Pax Augusta
“Beati hispani quibus bibere
vivere est”
Julio César
Julio volvió por el pasillo con el gesto más enfadado que le había
visto hasta el momento.
- ¡Estos cabrones nos llevarán a la ruina
o a la guerra!
- ¡Te quieres callar! – le dije
agarrándole del brazo y hundiéndole en su sitio.
La mujer que estaba sentada en la fila delantera se giró para
recriminar las palabras de Julio.
- Mire, señ…
- Lo siento mucho – me dirigí a la mujer,
haciendo callar a Julio–, de veras que lo siento.
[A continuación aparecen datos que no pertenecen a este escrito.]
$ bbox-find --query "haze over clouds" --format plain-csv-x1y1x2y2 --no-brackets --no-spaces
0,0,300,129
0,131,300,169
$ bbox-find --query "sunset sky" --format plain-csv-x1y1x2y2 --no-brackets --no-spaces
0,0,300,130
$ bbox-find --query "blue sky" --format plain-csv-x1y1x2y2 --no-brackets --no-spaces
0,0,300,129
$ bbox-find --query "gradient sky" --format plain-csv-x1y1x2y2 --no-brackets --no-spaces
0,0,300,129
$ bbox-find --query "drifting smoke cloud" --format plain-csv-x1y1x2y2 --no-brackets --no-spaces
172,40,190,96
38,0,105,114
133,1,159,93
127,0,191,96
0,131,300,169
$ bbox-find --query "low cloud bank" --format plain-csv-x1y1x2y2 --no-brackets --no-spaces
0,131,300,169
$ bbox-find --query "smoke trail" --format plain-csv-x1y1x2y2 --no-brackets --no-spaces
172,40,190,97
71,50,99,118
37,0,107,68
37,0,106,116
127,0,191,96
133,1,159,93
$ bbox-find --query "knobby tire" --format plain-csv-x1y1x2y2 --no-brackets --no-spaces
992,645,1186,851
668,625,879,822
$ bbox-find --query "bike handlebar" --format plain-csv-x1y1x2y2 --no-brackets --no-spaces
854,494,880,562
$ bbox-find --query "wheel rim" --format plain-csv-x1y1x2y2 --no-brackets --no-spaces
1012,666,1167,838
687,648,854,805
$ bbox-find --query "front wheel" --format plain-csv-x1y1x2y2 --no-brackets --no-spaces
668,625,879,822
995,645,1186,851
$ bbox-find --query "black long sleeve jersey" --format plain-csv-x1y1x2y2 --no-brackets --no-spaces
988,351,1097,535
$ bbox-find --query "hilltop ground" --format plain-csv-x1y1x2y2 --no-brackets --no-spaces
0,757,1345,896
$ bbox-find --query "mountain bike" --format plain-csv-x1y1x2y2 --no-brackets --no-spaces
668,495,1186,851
Por favor deje que hable con
mi amigo.
Aquella mujer se recolocó en su sitio a regañadientes, y mientras
Julio intentaba reafirmarse en que tenía la razón, yo traté por todos los
medios de que se callara un segundo.
- ¡Está bien! Siempre obedeciendo tu
“superior prudencia”.
Ignoré su sarcasmo; Julio se cruzó de brazos y yo miré por la ventana.
Necesitaba pensar. El autobús estaba rodeado de columnas humanas, cargadas con
banderas de todos los tamaños, colores, mensajes y símbolos. Los gritos eran
casi ensordecedores, y el corazón de sus manos no era muy alentador.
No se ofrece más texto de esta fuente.